Whether or not you buy into the argument that current leadership is not comprised of the right mix of experience or expertise, we might all agree that stronger formalized talent development would benefit everyone.
“What is it about these millennials?”
It is difficult for some to move beyond the lazy stereotype in which all millennials demand a trophy just for showing up. Abandoning it, though, would make clear that these workers have a different view of the health care system than their more senior clinical colleagues or leadership. This is informed by their recent education and training, augmented by evolving technology, shaded by the burden of educational debt, and shaped by front-line work in a system that is not serving patients well by many measures.
A high level of comfort with digital resources lets many millennials more easily see them as innovative tools to improve the patient experience — or even their own experiences as practitioners.
It is important to recognize generational differences between clinical leaders and more junior clinicians because differences in and diversity of perspectives provide value and opportunities for mutual benefit and learning.
Despite our disdain for the common framing of “burnout,” the phenomenon is a problem for clinicians, their employers, and patients.
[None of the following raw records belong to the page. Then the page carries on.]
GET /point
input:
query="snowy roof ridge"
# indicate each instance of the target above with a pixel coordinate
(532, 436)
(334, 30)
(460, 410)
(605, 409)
The drained nurse can make an error. The indifferent physician can fail to adequately address a patient’s mental illness. Both can leave patients dissatisfied.
Burnout comes from being pulled in many directions, performing suboptimally in each while having little autonomy to control elements of one’s work. Solutions such as on-site yoga, meditation classes for physicians-in-training, or physician coaching are simply Band-Aids that focus on the health worker, an approach that effectively suggests the individual has somehow failed to adapt to the rigors of the work. The true culprit, however, is the system.
If millennials leave medical practice for non-clinical roles as the health system morphs to meet the needs of the next decade, the looming shortage of health workers will be profoundly worse than anticipated.
Health system leadership, payers, and policymakers would be well served by giving younger nurses and physicians stakes in their local system’s performance and empowering them to direct their own professional service of patients and personal development. These clinicians would feel a sense of improved control over and fit within their immediate ecosystems, while medical groups and hospitals would benefit from different perspectives, reduced turnover, and eventually thoroughly groomed in-house leaders of tomorrow.